Figure 1.

SF-1 activates murine Tgfbr3l transcription via two cis-elements in the proximal promoter. (A) Alignment of the murine and human Tgfbr3l/TGFBR3L promoters. In both cases, +1 refers to the transcription start site. The most common murine 5′ untranslated region (5′ UTR) is boxed in blue and the human 5′ UTR is boxed in green. The conserved SF-1 binding sites are boxed in red and labeled as site 1 and site 2. Mutated base pairs (in B, C, and D) are indicated above in green. (B) DNAP using probes corresponding to the wild-type and mutant murine SF-1 cis-elements.
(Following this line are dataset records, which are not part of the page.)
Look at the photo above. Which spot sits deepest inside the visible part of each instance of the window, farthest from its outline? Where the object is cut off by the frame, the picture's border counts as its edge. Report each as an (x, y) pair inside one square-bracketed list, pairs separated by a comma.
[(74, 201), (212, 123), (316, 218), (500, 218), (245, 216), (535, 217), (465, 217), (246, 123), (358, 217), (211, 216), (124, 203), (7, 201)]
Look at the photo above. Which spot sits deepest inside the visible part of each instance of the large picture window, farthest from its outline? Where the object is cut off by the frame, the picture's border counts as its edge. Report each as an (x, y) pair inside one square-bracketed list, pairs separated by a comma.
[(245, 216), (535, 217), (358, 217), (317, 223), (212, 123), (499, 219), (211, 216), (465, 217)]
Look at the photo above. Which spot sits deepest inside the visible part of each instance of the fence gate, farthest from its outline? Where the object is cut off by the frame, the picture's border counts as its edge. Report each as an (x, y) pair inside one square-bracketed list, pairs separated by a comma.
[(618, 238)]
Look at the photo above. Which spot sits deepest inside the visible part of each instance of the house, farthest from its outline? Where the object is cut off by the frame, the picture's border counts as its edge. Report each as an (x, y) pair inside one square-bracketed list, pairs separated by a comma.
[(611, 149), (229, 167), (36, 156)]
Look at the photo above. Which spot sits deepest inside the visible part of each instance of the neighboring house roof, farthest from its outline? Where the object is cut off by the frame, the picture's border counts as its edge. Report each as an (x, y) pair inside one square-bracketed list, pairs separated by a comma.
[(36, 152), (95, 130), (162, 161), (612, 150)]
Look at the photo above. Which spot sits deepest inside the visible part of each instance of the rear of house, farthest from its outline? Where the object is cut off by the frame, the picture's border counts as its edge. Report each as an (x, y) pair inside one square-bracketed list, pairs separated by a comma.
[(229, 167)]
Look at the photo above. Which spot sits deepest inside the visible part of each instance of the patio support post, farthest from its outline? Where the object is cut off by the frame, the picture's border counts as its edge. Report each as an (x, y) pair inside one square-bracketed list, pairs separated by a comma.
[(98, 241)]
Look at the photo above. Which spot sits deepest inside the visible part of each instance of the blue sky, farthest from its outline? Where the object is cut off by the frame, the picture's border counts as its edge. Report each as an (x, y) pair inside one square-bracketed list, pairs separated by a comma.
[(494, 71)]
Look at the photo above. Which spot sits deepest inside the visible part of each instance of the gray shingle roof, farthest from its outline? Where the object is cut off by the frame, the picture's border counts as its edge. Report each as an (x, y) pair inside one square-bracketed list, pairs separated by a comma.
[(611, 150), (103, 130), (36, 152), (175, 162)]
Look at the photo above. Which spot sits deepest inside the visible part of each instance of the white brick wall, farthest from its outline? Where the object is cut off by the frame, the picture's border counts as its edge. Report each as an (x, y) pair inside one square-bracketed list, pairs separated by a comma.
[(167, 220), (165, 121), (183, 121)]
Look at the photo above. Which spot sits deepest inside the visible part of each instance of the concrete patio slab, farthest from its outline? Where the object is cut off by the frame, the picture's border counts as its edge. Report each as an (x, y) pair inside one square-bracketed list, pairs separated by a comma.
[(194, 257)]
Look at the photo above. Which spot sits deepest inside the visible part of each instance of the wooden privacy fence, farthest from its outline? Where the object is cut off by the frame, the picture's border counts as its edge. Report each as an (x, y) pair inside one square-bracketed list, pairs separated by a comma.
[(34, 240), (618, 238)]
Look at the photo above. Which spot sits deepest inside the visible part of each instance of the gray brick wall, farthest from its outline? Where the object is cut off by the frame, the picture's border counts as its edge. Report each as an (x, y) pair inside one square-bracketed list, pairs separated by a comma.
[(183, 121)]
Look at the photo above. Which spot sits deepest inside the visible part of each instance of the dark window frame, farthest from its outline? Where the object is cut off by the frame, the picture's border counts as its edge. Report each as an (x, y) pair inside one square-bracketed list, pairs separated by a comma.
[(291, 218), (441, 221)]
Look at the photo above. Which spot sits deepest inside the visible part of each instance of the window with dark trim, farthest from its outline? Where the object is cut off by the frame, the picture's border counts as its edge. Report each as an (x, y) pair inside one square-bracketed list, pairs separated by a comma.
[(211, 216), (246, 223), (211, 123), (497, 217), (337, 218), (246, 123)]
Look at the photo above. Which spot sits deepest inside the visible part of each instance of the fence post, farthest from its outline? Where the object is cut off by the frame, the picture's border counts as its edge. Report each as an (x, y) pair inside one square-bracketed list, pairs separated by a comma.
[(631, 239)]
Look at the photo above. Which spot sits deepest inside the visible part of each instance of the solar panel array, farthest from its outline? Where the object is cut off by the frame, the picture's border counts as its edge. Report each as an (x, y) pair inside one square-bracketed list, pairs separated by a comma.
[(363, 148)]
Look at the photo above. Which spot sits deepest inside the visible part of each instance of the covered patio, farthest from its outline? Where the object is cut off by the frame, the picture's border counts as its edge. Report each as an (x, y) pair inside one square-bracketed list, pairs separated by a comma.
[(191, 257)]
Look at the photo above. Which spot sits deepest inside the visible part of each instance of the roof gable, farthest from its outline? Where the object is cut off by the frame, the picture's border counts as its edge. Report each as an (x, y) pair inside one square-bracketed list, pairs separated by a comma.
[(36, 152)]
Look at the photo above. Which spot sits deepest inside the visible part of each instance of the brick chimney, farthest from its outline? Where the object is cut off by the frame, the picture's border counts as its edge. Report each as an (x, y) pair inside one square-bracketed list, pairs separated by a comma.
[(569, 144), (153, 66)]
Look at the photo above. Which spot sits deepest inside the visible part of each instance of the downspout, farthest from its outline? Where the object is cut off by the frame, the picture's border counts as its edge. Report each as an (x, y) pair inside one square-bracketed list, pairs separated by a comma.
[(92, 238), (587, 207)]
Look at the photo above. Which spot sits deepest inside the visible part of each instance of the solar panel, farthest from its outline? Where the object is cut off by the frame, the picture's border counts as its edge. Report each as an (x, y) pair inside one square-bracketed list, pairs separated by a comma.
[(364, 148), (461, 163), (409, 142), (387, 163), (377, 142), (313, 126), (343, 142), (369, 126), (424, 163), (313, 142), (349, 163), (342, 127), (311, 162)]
Whole cell protein lysates from LβT2 cells (input) or proteins interacting with the probes were analyzed via immunoblot (IB) using an SF-1 antibody. (C) Chromatin immunoprecipitation for SF-1 of the indicated genomic regions in LβT2 cells (n = 4). (D) HEK293T cells were transfected with 225 ng/well of the indicated murine −999/+1 Tgfbr3l-luc reporters as well as 3.125 ng/well of either pcDNA3.0 (empty expression vector) or SF-1 expression vector. WT, wild-type; site 1 mut, mutated SF-1 site 1; site 2 mut, mutated SF-1 site 2; double mut, both SF-1 sites mutated. (E) LβT2 cells were transfected with 225 ng/well of the indicated promoter–reporters. (F) LβT2 cells were transfected with 225 ng/well of the −999/+1 Tgfbr3l-luc reporter and 10 nM of control or Nr5a1 siRNA. In D-F, lysates were collected and reporter activity measured by luciferase assay. Data represent the mean of three or more independent experiments performed in triplicate. Data were analyzed by two-way ANOVA followed by Holm–Sidak multiple comparisons test in (D), one-way ANOVA followed by Dunnett’s multiple comparisons test in (E), and two-tailed unpaired t test with Welch’s correction in (C and F). ns, not significant; *P < .05; ***P < .001; ****P < .0001.